With a pang at my heart I repeated:
“And . . . where is it?”
“Here,” and he opened a door, adding:
“Go in; this is the part specially reserved for club members, and the one least used. We have so far had only eleven annihilations here.”
“Ah! You call that an . . . annihilation!”
“Yes, monsieur. Go in.”
I hesitated. At length I went in. It was a wide corridor, a sort of greenhouse in which panes of glass of pale blue, tender pink and delicate green gave the poetic charm of landscapes to the inclosing walls. In this pretty salon there were divans, magnificent palms, flowers, especially roses of balmy fragrance, books on the tables, the Revue des Deuxmondes, cigars in government boxes, and, what surprised me, Vichy pastilles in a bonbonniere.

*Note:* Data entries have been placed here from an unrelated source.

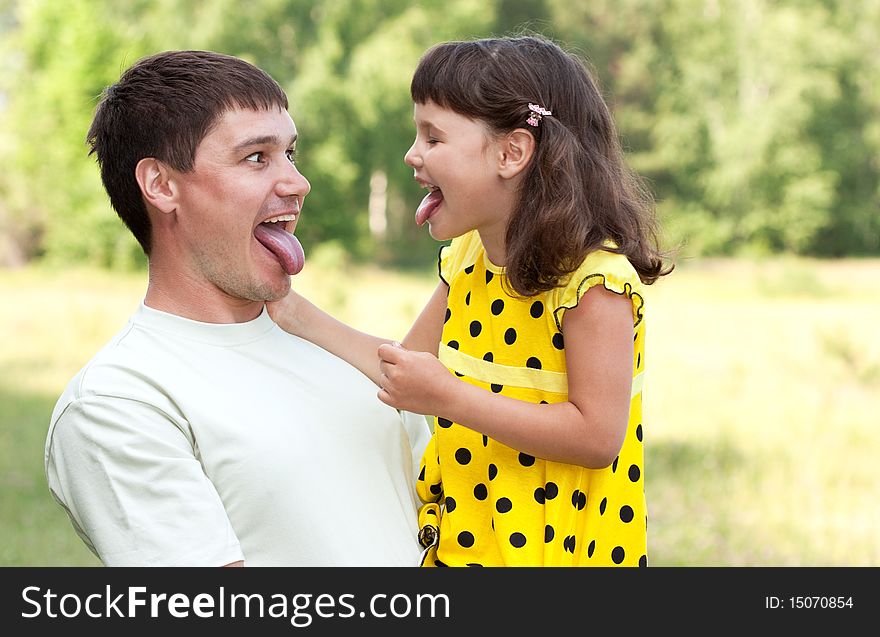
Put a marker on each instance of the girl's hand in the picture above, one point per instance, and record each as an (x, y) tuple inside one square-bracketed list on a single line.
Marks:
[(286, 313), (413, 381)]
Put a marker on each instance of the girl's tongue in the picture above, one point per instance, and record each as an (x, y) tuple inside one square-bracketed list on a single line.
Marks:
[(428, 206), (286, 247)]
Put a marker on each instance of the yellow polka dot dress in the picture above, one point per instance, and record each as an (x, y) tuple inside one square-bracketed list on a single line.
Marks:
[(486, 504)]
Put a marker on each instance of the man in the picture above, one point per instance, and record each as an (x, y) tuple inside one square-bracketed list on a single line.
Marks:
[(203, 434)]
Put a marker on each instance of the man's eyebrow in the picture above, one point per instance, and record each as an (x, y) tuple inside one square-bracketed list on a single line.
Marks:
[(263, 140)]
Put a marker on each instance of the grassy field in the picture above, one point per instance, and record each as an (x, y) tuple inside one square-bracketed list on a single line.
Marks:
[(761, 401)]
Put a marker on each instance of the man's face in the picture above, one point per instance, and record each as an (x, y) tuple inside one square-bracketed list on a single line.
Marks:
[(243, 176)]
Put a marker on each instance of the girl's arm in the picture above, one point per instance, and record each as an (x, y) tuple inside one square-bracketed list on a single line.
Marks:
[(586, 430), (297, 315)]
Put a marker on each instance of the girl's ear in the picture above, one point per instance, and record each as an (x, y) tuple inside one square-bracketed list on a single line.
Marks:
[(156, 184), (517, 149)]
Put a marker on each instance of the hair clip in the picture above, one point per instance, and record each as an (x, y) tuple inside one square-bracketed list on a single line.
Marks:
[(538, 113)]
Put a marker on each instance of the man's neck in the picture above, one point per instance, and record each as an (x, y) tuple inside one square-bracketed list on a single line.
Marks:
[(198, 301)]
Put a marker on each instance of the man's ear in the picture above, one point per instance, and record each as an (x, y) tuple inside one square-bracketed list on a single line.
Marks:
[(156, 184), (516, 151)]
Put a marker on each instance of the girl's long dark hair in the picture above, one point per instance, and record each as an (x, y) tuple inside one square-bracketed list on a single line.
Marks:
[(577, 192)]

As I expressed my surprise, my guide said:
“Oh, they often come here to chat.” He continued: “The public corridors are similar, but more simply furnished.”

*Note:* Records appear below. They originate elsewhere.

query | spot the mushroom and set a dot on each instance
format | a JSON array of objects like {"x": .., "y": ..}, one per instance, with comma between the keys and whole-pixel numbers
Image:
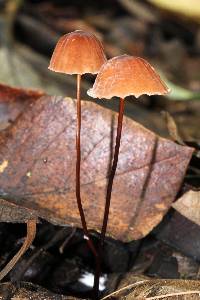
[
  {"x": 78, "y": 53},
  {"x": 122, "y": 76}
]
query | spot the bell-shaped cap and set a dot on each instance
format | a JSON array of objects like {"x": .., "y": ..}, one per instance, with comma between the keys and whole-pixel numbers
[
  {"x": 127, "y": 75},
  {"x": 77, "y": 52}
]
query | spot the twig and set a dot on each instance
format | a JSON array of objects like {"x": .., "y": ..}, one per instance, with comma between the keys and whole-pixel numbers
[{"x": 31, "y": 232}]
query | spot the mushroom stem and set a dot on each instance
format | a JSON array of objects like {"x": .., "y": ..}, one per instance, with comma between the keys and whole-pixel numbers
[
  {"x": 78, "y": 167},
  {"x": 108, "y": 196},
  {"x": 112, "y": 172},
  {"x": 31, "y": 232}
]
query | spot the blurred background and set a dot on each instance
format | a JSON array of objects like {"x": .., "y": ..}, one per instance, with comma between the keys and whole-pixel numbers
[{"x": 166, "y": 33}]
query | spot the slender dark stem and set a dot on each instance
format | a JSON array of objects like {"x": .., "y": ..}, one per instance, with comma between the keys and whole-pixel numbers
[
  {"x": 78, "y": 167},
  {"x": 112, "y": 172},
  {"x": 109, "y": 192}
]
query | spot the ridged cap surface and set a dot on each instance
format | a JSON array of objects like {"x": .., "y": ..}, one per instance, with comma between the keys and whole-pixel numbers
[
  {"x": 127, "y": 75},
  {"x": 77, "y": 52}
]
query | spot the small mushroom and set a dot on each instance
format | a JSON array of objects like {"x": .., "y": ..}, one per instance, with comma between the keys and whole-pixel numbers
[
  {"x": 78, "y": 53},
  {"x": 122, "y": 76}
]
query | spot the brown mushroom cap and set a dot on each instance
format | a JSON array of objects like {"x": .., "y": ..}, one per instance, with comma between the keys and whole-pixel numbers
[
  {"x": 77, "y": 52},
  {"x": 127, "y": 75}
]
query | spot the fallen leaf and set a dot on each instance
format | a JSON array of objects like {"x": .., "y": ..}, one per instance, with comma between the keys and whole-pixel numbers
[
  {"x": 12, "y": 213},
  {"x": 141, "y": 288},
  {"x": 12, "y": 103},
  {"x": 172, "y": 128},
  {"x": 42, "y": 143},
  {"x": 189, "y": 206},
  {"x": 189, "y": 9},
  {"x": 180, "y": 233}
]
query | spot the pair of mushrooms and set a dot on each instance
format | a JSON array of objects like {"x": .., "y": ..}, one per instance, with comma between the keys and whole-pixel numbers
[{"x": 80, "y": 52}]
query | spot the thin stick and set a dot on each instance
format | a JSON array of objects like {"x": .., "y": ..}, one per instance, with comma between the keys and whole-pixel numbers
[
  {"x": 78, "y": 167},
  {"x": 109, "y": 192},
  {"x": 174, "y": 294},
  {"x": 31, "y": 232}
]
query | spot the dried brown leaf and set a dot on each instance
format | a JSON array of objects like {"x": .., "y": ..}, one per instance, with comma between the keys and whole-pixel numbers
[
  {"x": 40, "y": 173},
  {"x": 189, "y": 206}
]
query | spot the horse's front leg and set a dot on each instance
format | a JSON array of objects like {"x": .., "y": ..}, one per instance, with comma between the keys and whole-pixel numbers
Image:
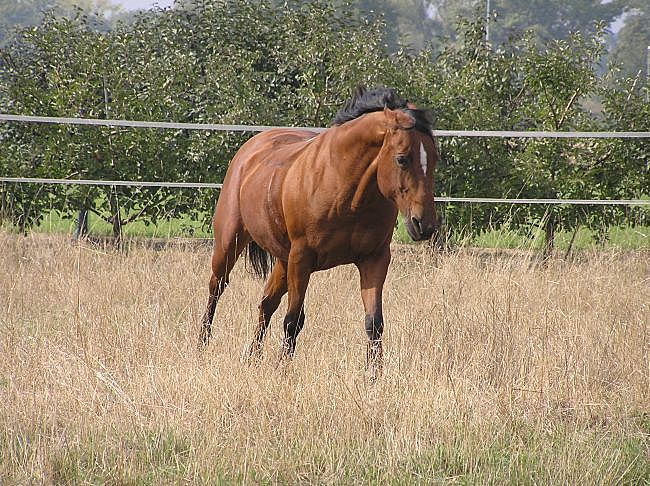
[
  {"x": 275, "y": 288},
  {"x": 372, "y": 272},
  {"x": 299, "y": 269}
]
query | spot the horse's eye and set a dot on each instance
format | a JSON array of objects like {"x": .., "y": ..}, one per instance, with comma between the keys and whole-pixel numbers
[{"x": 403, "y": 161}]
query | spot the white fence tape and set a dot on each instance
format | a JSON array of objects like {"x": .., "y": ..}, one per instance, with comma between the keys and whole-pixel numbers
[
  {"x": 261, "y": 128},
  {"x": 206, "y": 185}
]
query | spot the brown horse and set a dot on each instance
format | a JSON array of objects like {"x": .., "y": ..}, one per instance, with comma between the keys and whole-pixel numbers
[{"x": 314, "y": 201}]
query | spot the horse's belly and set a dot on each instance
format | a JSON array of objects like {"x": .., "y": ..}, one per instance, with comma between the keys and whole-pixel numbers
[{"x": 262, "y": 215}]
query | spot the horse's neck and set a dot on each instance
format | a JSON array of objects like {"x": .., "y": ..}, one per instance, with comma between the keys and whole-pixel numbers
[{"x": 356, "y": 150}]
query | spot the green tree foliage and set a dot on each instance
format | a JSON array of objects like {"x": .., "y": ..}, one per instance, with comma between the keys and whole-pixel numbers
[
  {"x": 207, "y": 61},
  {"x": 294, "y": 63}
]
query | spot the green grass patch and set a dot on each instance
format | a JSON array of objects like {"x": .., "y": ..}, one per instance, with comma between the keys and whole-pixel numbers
[{"x": 165, "y": 228}]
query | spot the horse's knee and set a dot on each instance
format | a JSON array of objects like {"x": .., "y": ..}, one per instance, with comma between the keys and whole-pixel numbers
[{"x": 374, "y": 325}]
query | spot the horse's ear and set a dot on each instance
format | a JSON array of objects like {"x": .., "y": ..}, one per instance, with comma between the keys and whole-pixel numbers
[{"x": 397, "y": 119}]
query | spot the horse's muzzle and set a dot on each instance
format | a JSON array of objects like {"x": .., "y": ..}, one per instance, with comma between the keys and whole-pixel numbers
[{"x": 417, "y": 230}]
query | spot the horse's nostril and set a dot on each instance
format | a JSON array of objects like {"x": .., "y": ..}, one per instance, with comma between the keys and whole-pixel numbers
[{"x": 416, "y": 224}]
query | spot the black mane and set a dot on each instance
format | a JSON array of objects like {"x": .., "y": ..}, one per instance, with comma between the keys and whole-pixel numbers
[{"x": 368, "y": 100}]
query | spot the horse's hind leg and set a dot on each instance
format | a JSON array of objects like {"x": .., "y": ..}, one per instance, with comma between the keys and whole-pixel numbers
[
  {"x": 275, "y": 288},
  {"x": 227, "y": 248}
]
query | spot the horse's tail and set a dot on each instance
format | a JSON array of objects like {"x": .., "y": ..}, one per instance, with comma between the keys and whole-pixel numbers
[{"x": 261, "y": 262}]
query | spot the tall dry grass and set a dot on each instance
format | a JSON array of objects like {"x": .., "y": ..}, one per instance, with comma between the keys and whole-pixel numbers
[{"x": 497, "y": 370}]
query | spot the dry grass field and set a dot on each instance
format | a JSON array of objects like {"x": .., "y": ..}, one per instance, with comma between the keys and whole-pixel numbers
[{"x": 498, "y": 370}]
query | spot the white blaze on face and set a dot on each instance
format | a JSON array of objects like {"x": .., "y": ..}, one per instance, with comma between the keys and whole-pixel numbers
[{"x": 423, "y": 158}]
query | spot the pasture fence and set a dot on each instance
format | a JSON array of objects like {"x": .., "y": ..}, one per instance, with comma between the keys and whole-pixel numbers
[{"x": 259, "y": 128}]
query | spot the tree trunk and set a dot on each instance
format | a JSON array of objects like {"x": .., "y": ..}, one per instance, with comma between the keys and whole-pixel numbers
[
  {"x": 549, "y": 241},
  {"x": 116, "y": 219},
  {"x": 81, "y": 228},
  {"x": 573, "y": 239}
]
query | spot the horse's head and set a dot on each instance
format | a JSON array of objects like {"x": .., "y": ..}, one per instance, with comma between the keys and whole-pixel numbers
[{"x": 405, "y": 169}]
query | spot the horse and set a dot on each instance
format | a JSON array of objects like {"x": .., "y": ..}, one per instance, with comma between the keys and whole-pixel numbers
[{"x": 303, "y": 201}]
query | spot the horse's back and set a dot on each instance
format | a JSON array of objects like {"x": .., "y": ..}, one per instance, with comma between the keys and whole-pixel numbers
[{"x": 251, "y": 196}]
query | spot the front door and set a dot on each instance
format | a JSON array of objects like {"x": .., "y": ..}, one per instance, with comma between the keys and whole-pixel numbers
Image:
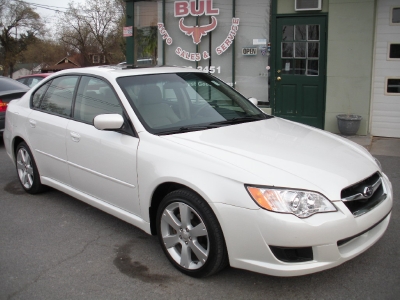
[{"x": 300, "y": 70}]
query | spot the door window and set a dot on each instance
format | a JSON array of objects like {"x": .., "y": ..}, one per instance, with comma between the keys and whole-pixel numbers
[
  {"x": 300, "y": 50},
  {"x": 95, "y": 97},
  {"x": 58, "y": 97},
  {"x": 38, "y": 95}
]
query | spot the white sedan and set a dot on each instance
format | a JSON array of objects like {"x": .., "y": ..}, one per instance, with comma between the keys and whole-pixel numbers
[{"x": 180, "y": 154}]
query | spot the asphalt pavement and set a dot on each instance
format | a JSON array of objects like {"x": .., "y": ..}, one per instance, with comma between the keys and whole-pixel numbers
[{"x": 53, "y": 246}]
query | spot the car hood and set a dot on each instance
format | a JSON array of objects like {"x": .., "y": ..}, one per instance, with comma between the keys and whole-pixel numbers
[{"x": 285, "y": 154}]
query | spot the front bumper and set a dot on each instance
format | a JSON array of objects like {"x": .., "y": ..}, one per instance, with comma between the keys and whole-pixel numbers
[{"x": 250, "y": 233}]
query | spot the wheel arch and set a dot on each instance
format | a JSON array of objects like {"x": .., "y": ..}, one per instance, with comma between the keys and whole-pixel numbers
[
  {"x": 16, "y": 141},
  {"x": 160, "y": 192}
]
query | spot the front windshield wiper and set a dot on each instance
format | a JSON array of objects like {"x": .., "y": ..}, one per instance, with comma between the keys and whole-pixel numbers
[
  {"x": 238, "y": 120},
  {"x": 187, "y": 129}
]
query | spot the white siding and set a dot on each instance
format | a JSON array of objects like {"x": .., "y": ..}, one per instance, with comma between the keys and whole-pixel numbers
[{"x": 385, "y": 119}]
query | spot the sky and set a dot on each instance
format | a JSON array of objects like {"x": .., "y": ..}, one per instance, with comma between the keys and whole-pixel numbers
[{"x": 47, "y": 10}]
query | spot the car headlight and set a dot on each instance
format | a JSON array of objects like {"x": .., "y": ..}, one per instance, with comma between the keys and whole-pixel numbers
[{"x": 300, "y": 203}]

In reply to a question of mine, he pointed to a couch covered with creamy crepe de Chine with white embroidery, beneath a large shrub of unknown variety at the foot of which was a circular bed of mignonette.
The secretary added in a lower tone:
“We change the flower and the perfume at will, for our gas, which is quite imperceptible, gives death the fragrance of the suicide’s favorite flower. It is volatilized with essences. Would you like to inhale it for a second?”
“’No, thank you,” I said hastily, “not yet . . . .”
He began to laugh.
“Oh, monsieur, there is no danger. I have tried it myself several times.”
I was afraid he would think me a coward, and I said:
“Well, I’ll try it.”
“Stretch yourself out on the ‘endormeuse."’
A little uneasy I seated myself on the low couch covered with crepe de Chine and stretched myself full length, and was at once bathed in a delicious odor of mignonette. I opened my mouth in order to breathe it in, for my mind had already become stupefied and forgetful of the past and was a prey, in the first stages of asphyxia, to the enchanting intoxication of a destroying and magic opium.
Some one shook me by the arm.
“Oh, oh, monsieur,” said the secretary, laughing, “it looks to me as if you were almost caught.”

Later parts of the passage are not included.